Next Article in Journal
Quantitative Risk Evaluation by Building Type Based on Probability and Cost of Accidents
Previous Article in Journal
Influence of the Coupling Action of Flexural Load and Freezing–Thawing on the Chloride Diffusion of Marine High-Performance Concrete
 
 
Article
Peer-Review Record

Study of the Data Augmentation Approach for Building Energy Prediction beyond Historical Scenarios

Buildings 2023, 13(2), 326; https://doi.org/10.3390/buildings13020326
by Haizhou Fang 1,2, Hongwei Tan 1,3,4,*, Risto Kosonen 2, Xiaolei Yuan 1,2, Kai Jiang 1 and Renrong Ding 1
Reviewer 1: Anonymous
Reviewer 2:
Reviewer 3:
Reviewer 4:
Buildings 2023, 13(2), 326; https://doi.org/10.3390/buildings13020326
Submission received: 16 December 2022 / Revised: 16 January 2023 / Accepted: 17 January 2023 / Published: 21 January 2023
(This article belongs to the Section Building Energy, Physics, Environment, and Systems)

Round 1

Reviewer 1 Report

In the manuscript entitled “Study on the data augmentation approach for building energy prediction beyond historical scenarios”, the authors propose a data-driven hybrid model method to improve the accuracy and stability of building energy consumption prediction.

If the model is based only on historical data (field measurements), it can give wrong forecasts about energy consumption when the use of the building and its systems is different from the previously recorded practice. That is why it is desirable to supplement the historical data with data obtained by a reliable simulation model, which can be used to analyze situations that may occur in the building but have not yet happened in practice.

The authors’ hybrid method is based on the use of recorded data from the case study building and additional data obtained by simulations using the physical model. In that way, more data is available and can be used to train and validate the data-driven model for the building energy consumption predictions. The authors paid particular attention to the behavior of the building's occupants and their use of the terminal units, lighting, and electronic equipment in the building to create scenarios beyond the historical experiences.

The paper must be improved by taking into account the following remarks referred to the authors.
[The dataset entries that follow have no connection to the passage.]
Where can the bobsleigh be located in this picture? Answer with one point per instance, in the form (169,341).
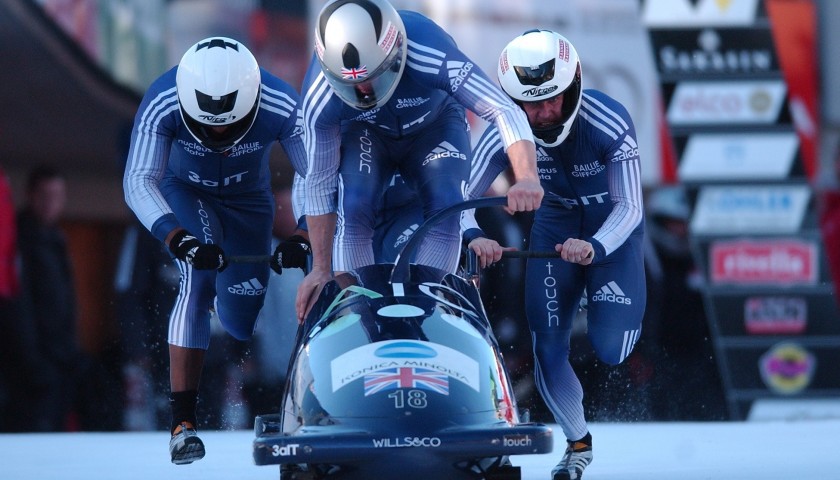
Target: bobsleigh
(397,375)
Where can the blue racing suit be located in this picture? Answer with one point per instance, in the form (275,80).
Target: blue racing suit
(420,133)
(223,198)
(593,192)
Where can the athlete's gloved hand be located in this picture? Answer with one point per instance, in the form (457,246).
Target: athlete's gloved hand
(202,256)
(290,253)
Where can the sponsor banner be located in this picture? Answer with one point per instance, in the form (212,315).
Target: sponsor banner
(738,156)
(766,209)
(785,369)
(714,53)
(780,312)
(402,356)
(763,262)
(671,13)
(726,103)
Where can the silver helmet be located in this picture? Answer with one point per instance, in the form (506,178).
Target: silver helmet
(218,83)
(539,65)
(361,46)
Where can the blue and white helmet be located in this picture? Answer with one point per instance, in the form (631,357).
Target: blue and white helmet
(218,83)
(539,65)
(362,47)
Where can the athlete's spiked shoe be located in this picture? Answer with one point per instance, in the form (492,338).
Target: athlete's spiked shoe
(578,455)
(185,446)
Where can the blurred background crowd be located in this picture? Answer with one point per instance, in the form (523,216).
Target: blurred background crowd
(85,290)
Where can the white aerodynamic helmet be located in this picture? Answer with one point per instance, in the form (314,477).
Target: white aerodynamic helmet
(539,65)
(218,83)
(361,46)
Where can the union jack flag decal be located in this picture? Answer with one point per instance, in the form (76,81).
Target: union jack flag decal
(406,377)
(354,73)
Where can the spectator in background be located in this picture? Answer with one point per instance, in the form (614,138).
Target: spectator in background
(686,361)
(51,363)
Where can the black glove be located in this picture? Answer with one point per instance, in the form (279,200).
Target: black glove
(291,253)
(202,256)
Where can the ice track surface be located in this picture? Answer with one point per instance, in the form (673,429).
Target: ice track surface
(807,449)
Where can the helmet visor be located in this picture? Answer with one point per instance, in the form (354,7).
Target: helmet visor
(364,90)
(571,100)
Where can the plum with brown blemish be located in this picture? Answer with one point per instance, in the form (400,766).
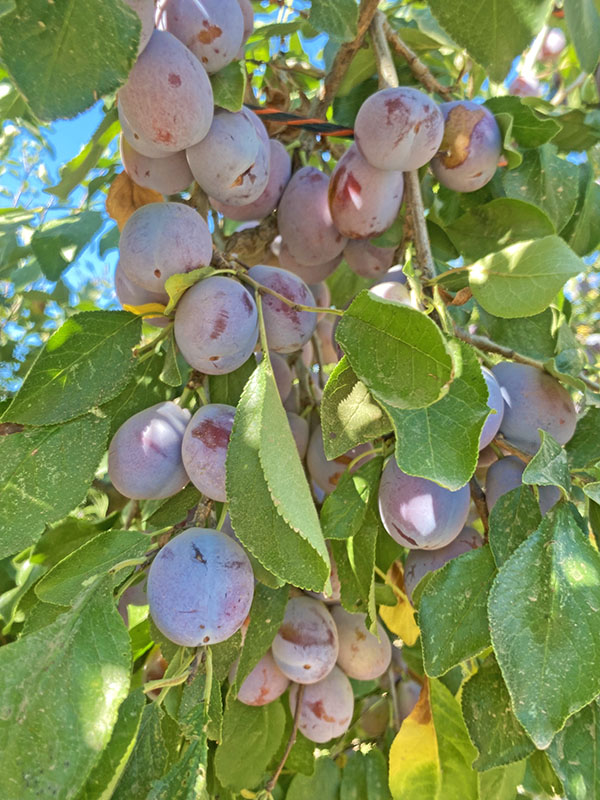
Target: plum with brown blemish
(418,513)
(325,473)
(367,259)
(200,588)
(363,200)
(167,101)
(167,175)
(398,129)
(305,647)
(362,655)
(231,163)
(305,222)
(204,448)
(288,329)
(216,325)
(280,170)
(470,148)
(420,562)
(326,708)
(533,399)
(211,29)
(162,239)
(264,684)
(144,457)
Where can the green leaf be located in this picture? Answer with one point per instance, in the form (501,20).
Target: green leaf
(365,777)
(501,783)
(61,690)
(452,611)
(45,473)
(482,30)
(492,725)
(523,279)
(514,517)
(251,735)
(456,753)
(528,129)
(575,755)
(103,778)
(270,504)
(338,18)
(349,414)
(154,752)
(69,375)
(64,581)
(583,22)
(495,225)
(549,465)
(344,510)
(398,352)
(539,610)
(547,181)
(266,617)
(59,71)
(57,243)
(324,783)
(448,431)
(229,86)
(228,388)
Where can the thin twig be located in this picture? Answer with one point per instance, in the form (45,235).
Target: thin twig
(483,343)
(271,784)
(416,66)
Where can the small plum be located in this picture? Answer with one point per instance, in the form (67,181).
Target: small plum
(305,647)
(200,588)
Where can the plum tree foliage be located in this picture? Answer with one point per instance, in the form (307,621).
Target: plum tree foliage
(299,400)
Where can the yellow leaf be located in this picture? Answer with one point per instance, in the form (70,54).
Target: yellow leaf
(415,772)
(400,619)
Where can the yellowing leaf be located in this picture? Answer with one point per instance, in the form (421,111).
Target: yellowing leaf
(400,619)
(415,771)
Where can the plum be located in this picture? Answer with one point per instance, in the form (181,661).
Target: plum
(305,647)
(533,399)
(418,513)
(470,149)
(398,129)
(144,457)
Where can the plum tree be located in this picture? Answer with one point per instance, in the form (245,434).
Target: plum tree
(204,448)
(363,200)
(166,175)
(144,457)
(304,219)
(211,29)
(305,647)
(470,149)
(200,587)
(419,513)
(533,399)
(216,325)
(326,473)
(160,240)
(492,424)
(362,655)
(419,562)
(326,708)
(280,170)
(264,684)
(367,259)
(167,101)
(398,129)
(231,163)
(287,329)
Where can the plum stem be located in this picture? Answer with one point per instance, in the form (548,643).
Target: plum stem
(271,784)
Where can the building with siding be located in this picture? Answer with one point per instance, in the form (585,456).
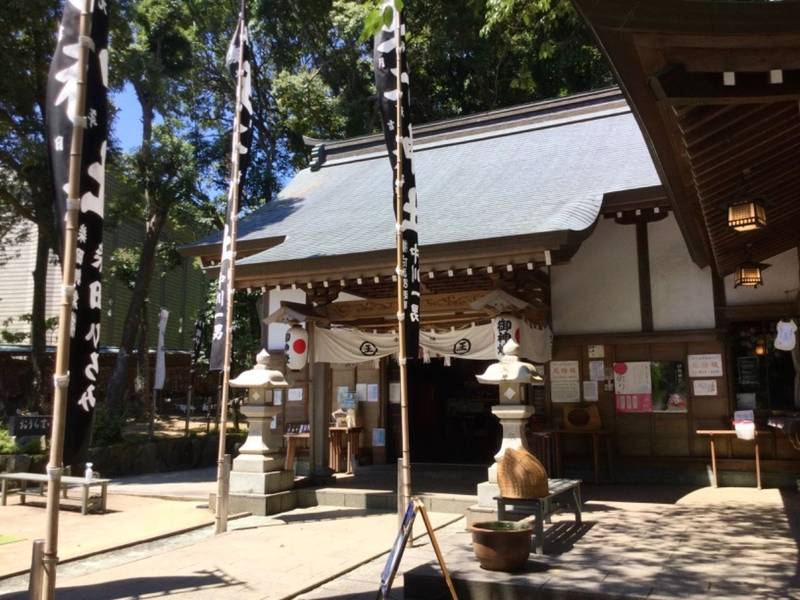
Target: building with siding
(560,205)
(181,290)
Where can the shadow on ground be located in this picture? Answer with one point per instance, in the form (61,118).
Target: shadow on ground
(141,587)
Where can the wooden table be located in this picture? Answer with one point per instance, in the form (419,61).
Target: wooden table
(341,438)
(543,508)
(596,436)
(291,446)
(42,481)
(712,433)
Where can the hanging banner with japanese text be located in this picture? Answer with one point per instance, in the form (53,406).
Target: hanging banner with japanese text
(62,118)
(387,75)
(240,45)
(161,367)
(351,345)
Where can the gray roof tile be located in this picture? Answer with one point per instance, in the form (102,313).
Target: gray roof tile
(543,177)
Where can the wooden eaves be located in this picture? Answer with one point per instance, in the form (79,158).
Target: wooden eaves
(715,89)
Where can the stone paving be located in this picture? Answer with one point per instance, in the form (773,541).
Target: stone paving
(636,541)
(738,543)
(128,520)
(260,558)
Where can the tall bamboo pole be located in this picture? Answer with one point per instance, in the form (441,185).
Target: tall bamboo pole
(220,519)
(61,375)
(401,322)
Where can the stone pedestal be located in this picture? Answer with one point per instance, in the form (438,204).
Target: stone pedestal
(513,418)
(258,482)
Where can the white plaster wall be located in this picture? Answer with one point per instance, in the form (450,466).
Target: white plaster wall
(781,281)
(682,294)
(276,337)
(598,290)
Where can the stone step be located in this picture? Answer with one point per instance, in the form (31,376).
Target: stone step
(381,499)
(258,504)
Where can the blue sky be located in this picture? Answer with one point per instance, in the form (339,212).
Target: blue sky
(127,126)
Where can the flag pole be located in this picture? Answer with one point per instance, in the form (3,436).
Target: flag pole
(61,375)
(220,519)
(405,479)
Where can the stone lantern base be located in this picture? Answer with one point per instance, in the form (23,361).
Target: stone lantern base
(513,419)
(259,484)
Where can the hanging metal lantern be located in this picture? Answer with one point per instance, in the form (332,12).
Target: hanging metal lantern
(747,214)
(749,274)
(296,348)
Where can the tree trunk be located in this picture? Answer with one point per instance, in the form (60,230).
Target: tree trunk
(118,382)
(36,399)
(143,372)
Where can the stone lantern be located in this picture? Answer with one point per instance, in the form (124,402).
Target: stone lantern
(259,484)
(511,375)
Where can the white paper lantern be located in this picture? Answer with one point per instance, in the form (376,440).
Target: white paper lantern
(296,348)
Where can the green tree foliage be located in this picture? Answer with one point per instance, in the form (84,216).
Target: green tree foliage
(27,42)
(155,40)
(312,67)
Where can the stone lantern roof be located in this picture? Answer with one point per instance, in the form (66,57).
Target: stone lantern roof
(260,375)
(510,369)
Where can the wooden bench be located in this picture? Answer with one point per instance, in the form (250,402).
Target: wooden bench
(40,490)
(543,508)
(731,434)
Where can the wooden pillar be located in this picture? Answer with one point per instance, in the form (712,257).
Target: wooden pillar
(319,376)
(645,293)
(264,313)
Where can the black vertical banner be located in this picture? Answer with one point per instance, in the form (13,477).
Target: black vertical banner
(62,97)
(245,110)
(386,76)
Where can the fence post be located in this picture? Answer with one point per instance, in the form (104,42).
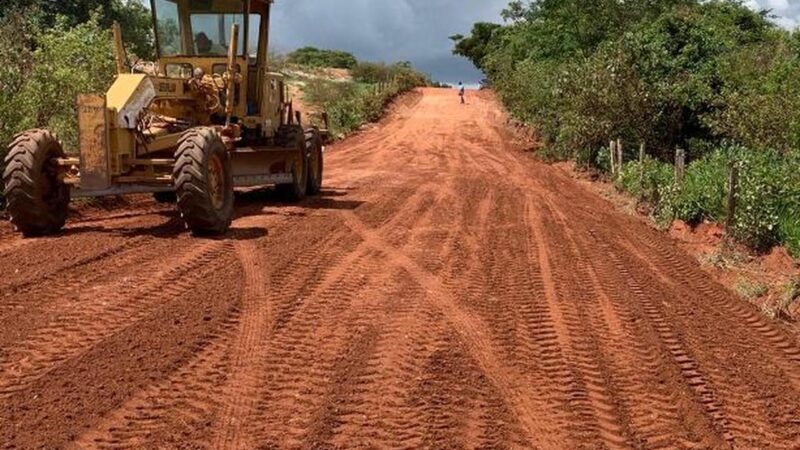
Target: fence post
(612,150)
(641,169)
(733,185)
(680,164)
The abstract is not clear enough and needs to be reformulated. It is necessary to emphasize more clearly that three scenarios of the use of the building and its equipment, which are not included in the historical data, were considered and to describe them briefly. 

The authors should check that all the abbreviations, symbols, and parameters are well predefined in the text or included in the nomenclature table. Since the nomenclature table is present, I suggest writing all the symbols (together with the measurement units) in that table.

The authors should avoid writing heading after heading with nothing in between. The headings should be either merged or a small paragraph should be provided in between.

The authors should check that all the references are cited and managed using the journal reference style.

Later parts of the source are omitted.